La Russie mise sur des partenariats stratégiques, militaires et économiques, sans imposer de conditions, contrairement aux Etats-Unis et à la France. Tandis que la Chine se concentre sur la coopération économique et les investissements massifs, la Russie s’intéresse davantage aux secteurs de la défense.
Sur le plan économique, la Russie peut-elle concurrencer en Afrique les autres puissances comme la Chine, les États Unis ou les pays européens ?
Sur le plan économique, la Russie a une présence croissante en Afrique, mais elle reste encore loin derrière des puissances comme la Chine, les États-Unis ou les pays européens en termes d’investissements, d’échanges commerciaux et d’influence économique. Moscou ne peut pas concurrencer à égalité les grandes puissances économiques en Afrique, en tout cas pas dans l’immédiat à mon avis. Elle mise plutôt sur une stratégie opportuniste : renforcement les liens bilatéraux avec certains régimes, vente d’armements, coopération dans des domaines ciblés (sécurité, énergie et hydrocarbures). La Russie est un partenaire économique secondaire et ses relations économiques avec le continent restent modestes. Il y a peu d’investissements directs étrangers comparé à la Chine ou l’Ue.

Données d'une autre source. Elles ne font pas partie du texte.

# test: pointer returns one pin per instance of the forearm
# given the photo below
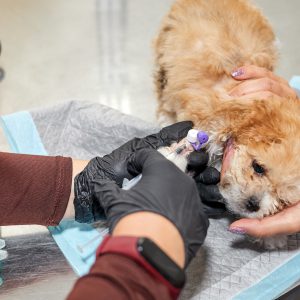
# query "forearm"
(114, 276)
(34, 189)
(117, 277)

Les échanges commerciaux entre la Russie et l’Afrique ont connu une croissance passant de 17 milliards en 2018 à 24 milliards en 2023. Les deux sommets Russie-Afrique en 2018 à Sotchi et en 2023 à Saint-Pétersbourg ont été une occasion pour la Russie de développer davantage ses liens économiques et commerciaux avec les Etats africains. Depuis quelques années, les entreprises russes sont très présentes sur le continent. C’est le cas de Rosneft et Gazprom qui s’intéressent particulièrement à l’exploitation des ressources pétrolières et gazières, notamment en Afrique du Nord et en Afrique subsaharienne. La Russie s’engage dans des projets d’exploration, de production et de transport de ces ressources. Moscou a également une forte présence dans le domaine nucléaire, à travers Rosatom, qui aide plusieurs pays africains à développer leurs capacités nucléaires pour la production de l’énergie.